Thursday 9 June 2016

Please help design a NILM competition!

Cross posted from Jack Kelly's blog:

Has disaggregation accuracy improved since the 1980s? Which algorithms are most accurate for a given use-case? Which (if any) use-cases are well served by NILM already?

It's pretty much impossible to answer any of these questions with confidence (unless you only consider the tiny number of algorithms for which you have access to executable code). We can't directly compare published results across papers because, when testing the disaggregation accuracy of NILM algorithms, each paper uses different datasets, different metrics, different pre-processing, etc.

This means that we can't measure progress over time. Nor can we decide which NILM algorithms are most promising and which might be dead-ends.

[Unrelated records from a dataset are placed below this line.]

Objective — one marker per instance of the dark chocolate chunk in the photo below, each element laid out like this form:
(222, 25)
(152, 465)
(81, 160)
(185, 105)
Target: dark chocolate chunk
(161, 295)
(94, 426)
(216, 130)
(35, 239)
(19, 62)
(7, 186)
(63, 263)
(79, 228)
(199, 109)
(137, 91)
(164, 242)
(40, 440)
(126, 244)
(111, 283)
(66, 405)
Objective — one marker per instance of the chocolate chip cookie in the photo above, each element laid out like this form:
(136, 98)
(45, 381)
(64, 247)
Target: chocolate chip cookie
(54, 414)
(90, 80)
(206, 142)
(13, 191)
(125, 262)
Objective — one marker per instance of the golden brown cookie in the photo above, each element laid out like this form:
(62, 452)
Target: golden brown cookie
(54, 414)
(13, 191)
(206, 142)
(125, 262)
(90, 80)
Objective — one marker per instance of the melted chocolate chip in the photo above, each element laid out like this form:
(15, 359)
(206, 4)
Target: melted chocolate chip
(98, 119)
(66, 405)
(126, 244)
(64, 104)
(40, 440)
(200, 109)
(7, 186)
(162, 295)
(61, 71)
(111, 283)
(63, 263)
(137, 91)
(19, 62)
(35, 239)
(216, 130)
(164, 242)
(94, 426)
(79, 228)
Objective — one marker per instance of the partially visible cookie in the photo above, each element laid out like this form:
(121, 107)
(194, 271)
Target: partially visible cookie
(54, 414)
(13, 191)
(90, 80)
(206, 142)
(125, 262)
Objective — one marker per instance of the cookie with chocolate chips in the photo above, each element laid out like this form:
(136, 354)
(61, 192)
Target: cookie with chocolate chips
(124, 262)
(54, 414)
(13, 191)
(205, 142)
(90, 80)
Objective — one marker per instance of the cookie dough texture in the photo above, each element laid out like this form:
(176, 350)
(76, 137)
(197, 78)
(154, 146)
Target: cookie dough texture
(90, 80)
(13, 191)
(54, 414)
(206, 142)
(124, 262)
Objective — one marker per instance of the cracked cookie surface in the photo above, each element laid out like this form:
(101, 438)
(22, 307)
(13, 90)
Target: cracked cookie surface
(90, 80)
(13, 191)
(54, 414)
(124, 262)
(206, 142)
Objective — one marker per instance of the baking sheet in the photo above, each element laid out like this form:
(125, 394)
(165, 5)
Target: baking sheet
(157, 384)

These are bad problems. Let's work towards fixing them.

Some other machine learning communities have had great success running yearly competitions. For example, the ImageNet "Large Scale Visual Recognition Challenge" has been running yearly since 2010. Some regard this competition as having played a crucial role in the recent dramatic increase in the accuracy of image classification algorithms.

The idea of running a NILM competition has been rumbling around for several years. But designing and implementing a NILM competition is hard. The community uses sample rates ranging from monthly to MHz. No single metric is informative for all use-cases. Collecting ground truth data (the power demand of individual appliances) is expensive and time-consuming.

Maybe we can pull this off. The first step is to decide on a design which will work for everyone.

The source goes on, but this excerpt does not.